Bring back 40 mans. WoW desperately needs to write a love letter to it's hardcore audience. For the last 5 years, Blizzard has tried harder and harder to make their game easier to access. Whether it's getting rid a attunements or making gear ridiculously easy to get, Blizzard has systematically driven away their hardcore audience. What better way to say 'we still care' than giving them back what made them join in the first place? 40 mans in Vanilla and BC were something special, it wasn't something you could just throw together, it was an actual event, it was challenging and as such made it all the more satisfying to conquer. Satisfaction is something modern WoW raids severely lack.

Make me work for it. Anyone will tell you that WoW has gotten easier and easier and that is bad news in the long run for any MMO. What was once a long term goal became a grind for tokens. Everyone was wearing the best gear, everyone had the best weapons, everyone could join in the latest raid, everyone is a winner! And that's why everyone loses. Look at EvE Online. EvE Online has been steadily growing since 2003, it has seen nothing but slow and steady growth. Why? Because it's hard, you have to work for your loot. Just recently someone lost a ship worth over $9000 minutes after he bought it. That is what keeps people playing, the idea that not only can you lose everything in an instant but you can also make someone lose everything. I'm not saying when you die in WoW you should lose all your gear, but not everyone is entitled to the best of the best. Logically, making everyone win also means everyone loses.


Ditch Looking-for-raid. Looking for raid may sound good on paper, but really all it does is burn people out on a raid before they ever see it in proper context. What motive is there for a casual player to join a long-term guild if he's just going to be doing the same thing he's been doing for the past year?

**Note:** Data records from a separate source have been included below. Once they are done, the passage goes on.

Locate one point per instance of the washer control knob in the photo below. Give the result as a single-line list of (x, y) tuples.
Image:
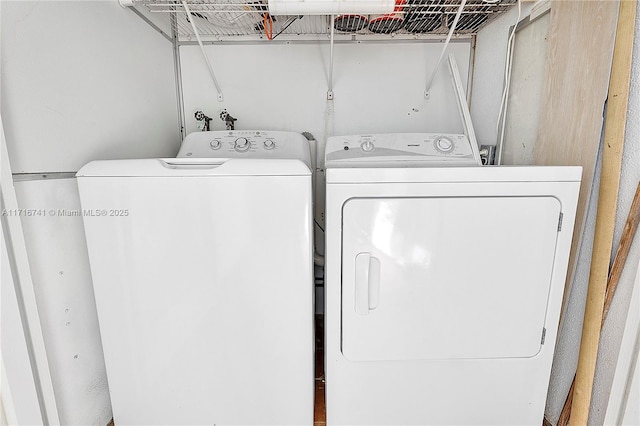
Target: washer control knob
[(444, 144), (242, 144), (367, 146)]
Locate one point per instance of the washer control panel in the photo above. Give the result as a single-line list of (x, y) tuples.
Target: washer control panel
[(256, 144), (400, 150)]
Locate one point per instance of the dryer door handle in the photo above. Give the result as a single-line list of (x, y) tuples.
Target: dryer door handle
[(367, 283)]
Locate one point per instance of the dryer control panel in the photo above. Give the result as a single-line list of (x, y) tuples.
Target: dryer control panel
[(256, 144), (401, 150)]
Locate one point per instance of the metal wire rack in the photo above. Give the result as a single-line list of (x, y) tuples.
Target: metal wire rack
[(225, 19)]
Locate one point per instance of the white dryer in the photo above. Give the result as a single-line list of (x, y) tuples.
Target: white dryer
[(203, 275), (443, 284)]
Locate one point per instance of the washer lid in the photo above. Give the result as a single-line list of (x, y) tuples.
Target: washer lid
[(196, 167), (255, 144)]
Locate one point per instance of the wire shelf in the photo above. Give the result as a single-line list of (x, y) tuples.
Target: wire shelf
[(228, 19)]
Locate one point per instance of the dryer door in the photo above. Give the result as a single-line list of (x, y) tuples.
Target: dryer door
[(446, 278)]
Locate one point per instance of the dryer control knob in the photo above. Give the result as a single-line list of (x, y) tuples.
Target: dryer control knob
[(444, 144), (242, 144), (367, 146)]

Stop trying to appeal to casuals. There has been a shift in gaming recently and Blizzard has not adapted well. While trying to mold their game to the casual audience, Blizzard has forgotten that MMOs have never appealed to casual players. Hardcore players dedicate themselves to a single MMO for years on ends, they stay in the same genre, the same setting and the same game because it's fun for them. Blizzard hasn't gotten the memo that the casual audience has moved on from MMOs. They started with handhelds, went to MMOs then to Facebook and now they have transitioned to Smartphone and iPad games. Blizzard, there are no more casuals in the MMO market, there are only the hardcore MMO players left, you need to get this through your head.


That should be what Blizzard remembers most about the current MMO market, there are no more casual players left, they have gone onto other platforms. Blizzards biggest problem is that they're chasing a non-existent ethereal audience while driving away the only people left playing their game. Show us that there is something to come back to that will keep us playing for years, not just something to dive in for a few weeks and leave after we beat all the current content. More importantly, there is a reason Blizzard must save WoW. WoW is the last truly large MMO in the west, if WoW dies, there will be very little in the MMO market left for western gamers. Companies will implode, games will collapse and an entire genre will die.

Unfortunately, the only company that can stop this from happening is under the clutches of Activision. God help us.